EPPs detect, investigate and prevent known and zero-day file-based, fileless, and script-based threats – those that detonate immediately and those that dwell for days or months in a network before activating. In addition to being very powerful computing platforms that are constantly supplied with new data from global repositories, they integrate well with other on-premises and cloud-based security hardware and software tools for sandboxing, application control, data loss prevention, endpoint detection and response, and — very critical — with next-generation firewalls (NGFW).
In fact, EPPs are steadily growing to comprise all of those processes and technologies in a holistic framework. Here we drill down on two: Data Loss Prevention (DLP) and Endpoint Detection and Response (EDR).
Data Loss Prevention (DLP)
DLP encrypts and obfuscates sensitive data and prevents it from leaving the confines of approved corporate network resources. It monitors data at rest, data in use, and data in transit by identifying, classifying, and tagging the information. Built on rules and policies inside of a centralized management framework, DLP automatically triggers actions — such as alerting, encryption, or even purging data – to maintain system integrity.
DLP addresses three critical objectives: personal information protection, intellectual property protection, and data visibility.
The first, personal information protection, is a fundamental component of prominent regulatory compliance frameworks, including the European Union’s General Data Protection Regulations (GDPR), the California Consumer Privacy Act (CCPA), the Health Insurance Portability and Accountability Act (HIPAA), Gramm-Leach-Bliley (GLBA), the Payment Card Industry Data Security Standard (PCI-DSS), and many more.
Because protecting personally identifiable information (PII) forms the basis of these government regulations, DLP is helpful on two fronts: It actually protects the PII in question and it provides compliance teams with the visibility and reporting capabilities required by auditors.
Endpoint Detection and Response (EDR)
EDR solutions also deliver on three critical points: endpoint data collection, anomaly detection, and analysis.

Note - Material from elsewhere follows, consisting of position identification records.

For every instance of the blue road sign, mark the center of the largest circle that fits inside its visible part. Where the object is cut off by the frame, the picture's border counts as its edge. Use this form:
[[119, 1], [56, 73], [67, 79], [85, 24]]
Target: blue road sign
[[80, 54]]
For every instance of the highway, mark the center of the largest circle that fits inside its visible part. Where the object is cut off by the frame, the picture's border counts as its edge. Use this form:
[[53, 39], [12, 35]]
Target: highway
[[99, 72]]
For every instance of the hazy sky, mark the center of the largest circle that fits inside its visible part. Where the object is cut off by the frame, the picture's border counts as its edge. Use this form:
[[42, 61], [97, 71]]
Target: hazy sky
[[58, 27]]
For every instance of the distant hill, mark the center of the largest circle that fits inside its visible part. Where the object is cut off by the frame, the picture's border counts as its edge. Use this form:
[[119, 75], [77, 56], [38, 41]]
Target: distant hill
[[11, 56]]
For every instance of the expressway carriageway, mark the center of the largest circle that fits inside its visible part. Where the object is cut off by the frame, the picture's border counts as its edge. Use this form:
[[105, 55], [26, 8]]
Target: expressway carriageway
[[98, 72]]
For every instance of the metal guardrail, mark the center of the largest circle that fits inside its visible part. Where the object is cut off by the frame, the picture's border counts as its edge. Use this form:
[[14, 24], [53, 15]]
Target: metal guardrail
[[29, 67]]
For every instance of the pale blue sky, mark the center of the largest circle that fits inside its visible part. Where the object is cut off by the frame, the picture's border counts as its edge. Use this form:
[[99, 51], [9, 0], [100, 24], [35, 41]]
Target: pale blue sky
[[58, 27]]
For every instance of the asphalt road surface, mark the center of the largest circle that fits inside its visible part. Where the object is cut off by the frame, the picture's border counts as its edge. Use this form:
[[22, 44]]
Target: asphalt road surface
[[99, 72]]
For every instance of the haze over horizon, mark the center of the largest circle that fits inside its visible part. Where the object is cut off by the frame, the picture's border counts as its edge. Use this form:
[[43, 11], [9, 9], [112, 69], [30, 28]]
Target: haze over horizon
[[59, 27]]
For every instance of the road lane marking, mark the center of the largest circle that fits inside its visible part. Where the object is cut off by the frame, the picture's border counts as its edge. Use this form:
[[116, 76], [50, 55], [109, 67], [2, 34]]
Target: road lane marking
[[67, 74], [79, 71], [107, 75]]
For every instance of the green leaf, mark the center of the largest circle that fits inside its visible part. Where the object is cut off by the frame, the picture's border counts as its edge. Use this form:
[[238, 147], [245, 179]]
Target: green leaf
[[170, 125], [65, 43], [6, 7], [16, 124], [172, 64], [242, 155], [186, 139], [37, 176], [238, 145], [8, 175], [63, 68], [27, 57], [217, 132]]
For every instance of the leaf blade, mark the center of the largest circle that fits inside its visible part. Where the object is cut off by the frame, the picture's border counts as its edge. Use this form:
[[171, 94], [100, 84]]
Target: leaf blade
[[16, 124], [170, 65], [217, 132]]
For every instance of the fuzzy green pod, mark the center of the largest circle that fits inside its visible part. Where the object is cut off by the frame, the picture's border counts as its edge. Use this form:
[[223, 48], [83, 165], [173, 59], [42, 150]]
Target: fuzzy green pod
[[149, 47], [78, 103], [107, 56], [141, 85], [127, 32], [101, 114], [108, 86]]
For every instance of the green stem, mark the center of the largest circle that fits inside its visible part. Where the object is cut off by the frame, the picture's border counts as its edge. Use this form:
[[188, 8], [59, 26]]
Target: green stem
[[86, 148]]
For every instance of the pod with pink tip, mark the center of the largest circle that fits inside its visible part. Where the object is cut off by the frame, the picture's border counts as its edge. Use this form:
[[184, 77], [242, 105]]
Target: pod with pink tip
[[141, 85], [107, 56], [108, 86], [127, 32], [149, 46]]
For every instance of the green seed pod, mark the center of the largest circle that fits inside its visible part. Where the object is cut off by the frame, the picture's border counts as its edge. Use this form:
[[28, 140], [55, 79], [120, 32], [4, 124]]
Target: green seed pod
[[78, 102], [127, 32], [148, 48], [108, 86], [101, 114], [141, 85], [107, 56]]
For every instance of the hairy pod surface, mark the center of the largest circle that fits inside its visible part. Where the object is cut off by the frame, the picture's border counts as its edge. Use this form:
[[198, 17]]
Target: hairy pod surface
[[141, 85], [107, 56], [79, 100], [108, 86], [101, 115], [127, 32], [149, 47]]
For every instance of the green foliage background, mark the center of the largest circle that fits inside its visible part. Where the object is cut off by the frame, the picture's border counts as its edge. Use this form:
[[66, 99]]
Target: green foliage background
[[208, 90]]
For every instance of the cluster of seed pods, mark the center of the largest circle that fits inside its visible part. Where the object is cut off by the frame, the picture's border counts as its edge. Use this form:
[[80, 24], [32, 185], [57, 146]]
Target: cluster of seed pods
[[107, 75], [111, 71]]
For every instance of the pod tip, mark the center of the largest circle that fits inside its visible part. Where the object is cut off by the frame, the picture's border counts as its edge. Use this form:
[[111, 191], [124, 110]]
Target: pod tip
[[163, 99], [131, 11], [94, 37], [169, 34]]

EDR systems pick up indicators of compromise (IoCs) on endpoints and are helpful in identifying threat techniques and blocking attacks. Built-in alerting and forensics capabilities keep staff informed in real-time while providing critical context about events. Many systems also help security teams discover potentially compromised endpoints and devices with “trace back” capabilities.
Next-Generation Firewalls (NGFW)
NGFWs retain the same purpose as their stateful inspection forebears – to consistently protect users, data and network resources from attack – but their integrated and powerful inspection, defense and prevention capabilities now dwarf those devices released just a generation ago.
TechTarget, a technology content and marketing company, sums up the features of NGFWs this way: “NGFWs combine many of the capabilities of traditional firewalls — including packet filtering, network address translation (NAT) and port address translation (PAT), URL blocking, and virtual private networks (VPNs) — with quality of service (QoS) functionality and other features that are not found in traditional firewalls. These include intrusion prevention, SSL and SSH inspection, deep-packet inspection, and reputation-based malware detection, as well as application awareness.”
Available as either physical or virtual appliances – or even delivered via the cloud as a SASE solution – now-ubiquitous NGFWs are core to every security architecture. No longer relegated to simple port and protocol inspection of north-south network traffic to detect malware or miscreants, NGFWs supply critical capabilities for establishing and supporting a comprehensive Zero Trust security strategy.
They allow security administrators to create and automatically enforce granular controls for what users and devices are able to do or access; enable microsegmentation of network and application flows to limit damage in the event of a breach; integrate with and boost the efficacy of 3rd party threat-intelligence solutions and technologies like SD-WAN and SD-Branch; and — oh yes — they detect and prevent advanced threats stemming from malware, phishing, and other vulnerability exploits like buffer overflows, port scans and command-and-control maneuvers.